The Reuleaux triangle is the simplest noncircular curve of constant width. Also known as the Reuleaux wheel, it is named after the German engineer and mathematician Franz Reuleaux (1829–1905). Although it was known to earlier mathematicians, Reuleaux was the first to show its constant-width properties.

 

 

To form a Reuleaux triangle, take the three points at the corners of an equilateral triangle and connect each pair of points by a circular arc centered at the remaining point. The ratio of the circumference to the width of the triangle is, remarkably, pi.

 

By rotating the centroid of a Reuleaux triangle appropriately, the figure can be made to trace out a square, perfect except for slightly rounded corners.
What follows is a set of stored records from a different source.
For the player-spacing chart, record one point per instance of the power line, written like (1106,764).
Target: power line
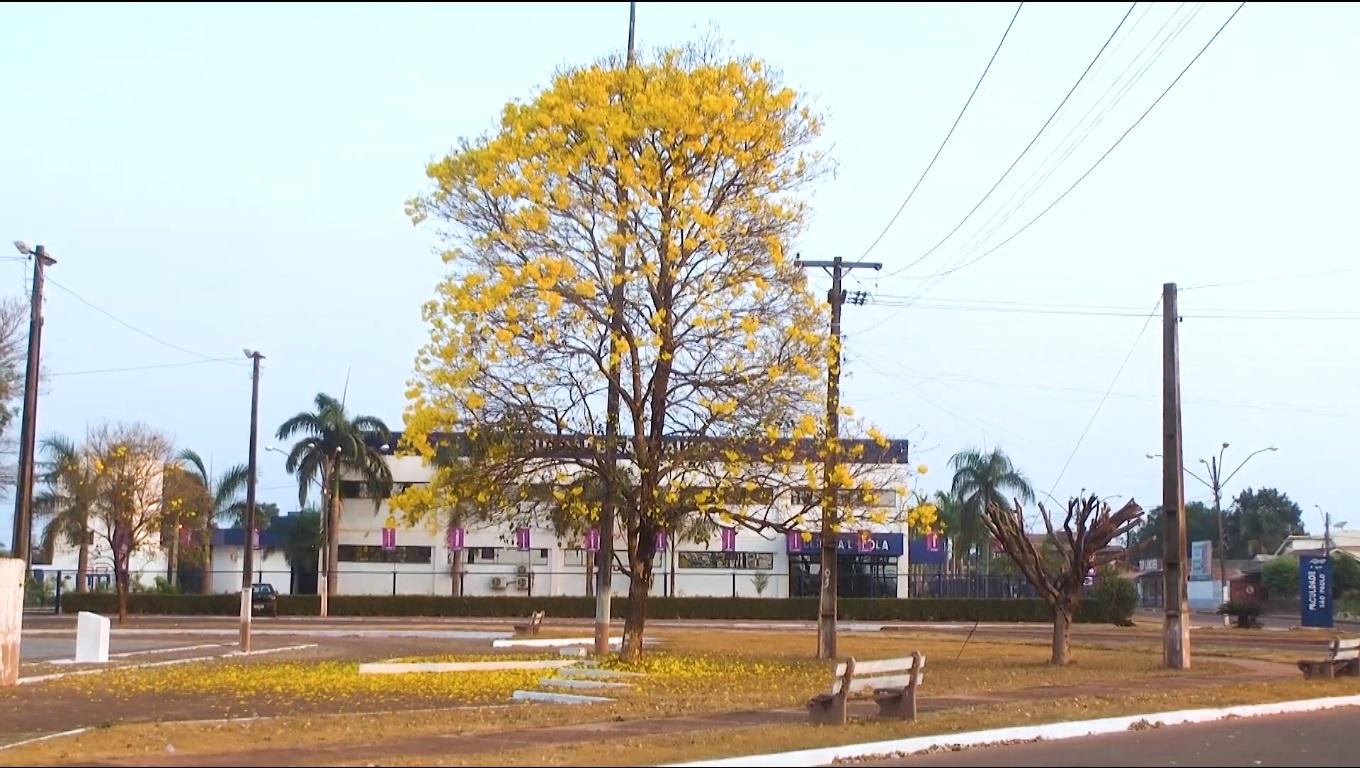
(1270,279)
(988,229)
(956,120)
(1023,152)
(132,328)
(142,367)
(1100,159)
(1106,396)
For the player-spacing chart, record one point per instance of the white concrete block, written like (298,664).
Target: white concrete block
(11,617)
(91,638)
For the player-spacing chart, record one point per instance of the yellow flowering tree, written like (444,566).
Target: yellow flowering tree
(129,462)
(677,182)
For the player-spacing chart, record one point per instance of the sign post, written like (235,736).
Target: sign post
(1314,591)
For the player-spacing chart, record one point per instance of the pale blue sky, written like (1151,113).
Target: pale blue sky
(234,176)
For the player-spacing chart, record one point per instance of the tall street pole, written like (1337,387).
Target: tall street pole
(27,432)
(246,575)
(604,564)
(1175,642)
(830,495)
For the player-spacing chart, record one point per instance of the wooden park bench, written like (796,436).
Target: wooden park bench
(891,683)
(1343,658)
(532,625)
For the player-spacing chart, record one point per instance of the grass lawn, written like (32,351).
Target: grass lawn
(325,703)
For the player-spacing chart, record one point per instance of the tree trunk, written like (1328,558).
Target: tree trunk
(120,577)
(639,586)
(671,555)
(207,564)
(333,534)
(83,562)
(173,567)
(1061,635)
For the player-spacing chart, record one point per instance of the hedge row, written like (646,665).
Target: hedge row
(853,609)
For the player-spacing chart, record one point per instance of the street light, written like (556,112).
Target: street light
(27,432)
(1215,484)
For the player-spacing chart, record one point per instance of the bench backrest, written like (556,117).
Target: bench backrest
(865,677)
(1345,650)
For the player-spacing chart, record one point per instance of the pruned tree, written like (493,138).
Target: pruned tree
(676,182)
(129,462)
(1081,544)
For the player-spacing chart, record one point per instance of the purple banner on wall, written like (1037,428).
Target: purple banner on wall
(928,549)
(729,540)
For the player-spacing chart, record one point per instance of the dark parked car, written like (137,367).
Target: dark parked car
(264,601)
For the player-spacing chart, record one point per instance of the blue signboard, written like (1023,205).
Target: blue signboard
(926,549)
(1315,591)
(849,544)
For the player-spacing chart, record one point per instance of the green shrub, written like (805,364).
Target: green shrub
(803,608)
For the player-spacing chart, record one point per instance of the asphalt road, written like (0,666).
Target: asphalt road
(1313,738)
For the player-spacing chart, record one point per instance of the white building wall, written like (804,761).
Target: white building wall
(558,571)
(269,567)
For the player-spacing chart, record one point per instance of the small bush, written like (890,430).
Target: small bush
(1117,594)
(1245,612)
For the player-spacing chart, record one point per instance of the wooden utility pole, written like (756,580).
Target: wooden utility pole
(604,564)
(831,496)
(1175,640)
(246,575)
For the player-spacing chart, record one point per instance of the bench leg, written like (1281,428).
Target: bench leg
(828,711)
(898,704)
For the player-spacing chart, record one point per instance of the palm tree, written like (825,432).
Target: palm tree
(222,496)
(302,543)
(335,446)
(981,479)
(67,502)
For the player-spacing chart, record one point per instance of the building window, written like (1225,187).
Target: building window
(728,560)
(857,575)
(371,553)
(505,555)
(357,490)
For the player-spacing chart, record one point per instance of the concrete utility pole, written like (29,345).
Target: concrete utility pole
(831,496)
(1175,643)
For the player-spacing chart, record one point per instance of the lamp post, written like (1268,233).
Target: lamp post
(246,577)
(27,432)
(1215,484)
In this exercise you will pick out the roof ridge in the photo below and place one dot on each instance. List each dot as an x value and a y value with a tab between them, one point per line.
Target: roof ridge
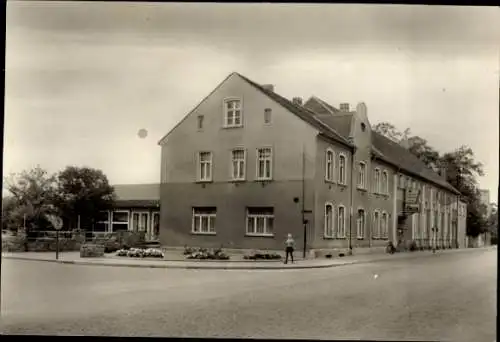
326	105
307	111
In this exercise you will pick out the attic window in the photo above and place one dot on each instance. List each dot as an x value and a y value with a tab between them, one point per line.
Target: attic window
267	115
200	121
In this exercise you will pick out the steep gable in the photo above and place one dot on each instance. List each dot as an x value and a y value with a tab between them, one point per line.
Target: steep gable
300	111
303	113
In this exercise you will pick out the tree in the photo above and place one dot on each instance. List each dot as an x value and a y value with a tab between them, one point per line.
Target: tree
32	193
391	132
416	145
420	148
493	224
83	192
462	172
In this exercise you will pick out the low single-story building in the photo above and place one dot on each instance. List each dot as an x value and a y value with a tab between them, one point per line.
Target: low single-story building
137	208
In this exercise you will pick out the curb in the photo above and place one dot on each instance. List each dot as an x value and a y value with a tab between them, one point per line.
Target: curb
240	267
188	267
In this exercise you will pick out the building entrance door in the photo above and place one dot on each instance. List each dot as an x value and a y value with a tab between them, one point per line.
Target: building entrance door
140	221
155	226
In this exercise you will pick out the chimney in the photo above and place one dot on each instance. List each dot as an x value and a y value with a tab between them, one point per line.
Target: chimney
269	87
442	171
344	107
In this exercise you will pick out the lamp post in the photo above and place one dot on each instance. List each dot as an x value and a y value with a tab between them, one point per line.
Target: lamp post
434	231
This idea has formed the basis of a drill that will carve out squares, first patented by Harry Watts in 1914. Bits for square, pentagonal, hexagonal, and octagonal holes are still sold by the Watts Brothers Tool Works in Wilmerding, Pennsylvania. The actual drill bit for the square is a Reuleaux triangle made concave in three spots to allow for unobstructed corner-cutting and the discharge of shavings. The Reuleaux triangle may also form the shape of the piston in a rotary, or Wankel, engine, in which gasoline burns in crescent-shaped chambers, turning a rotating piston that drives an axle through its center.

 

Reuleaux polytope

The Reuleaux polytope is a convex body in the plane or in higher dimensions which, like the Reuleaux triangle, consists of pieces of round spheres, each centered at one of the corners of the convex body.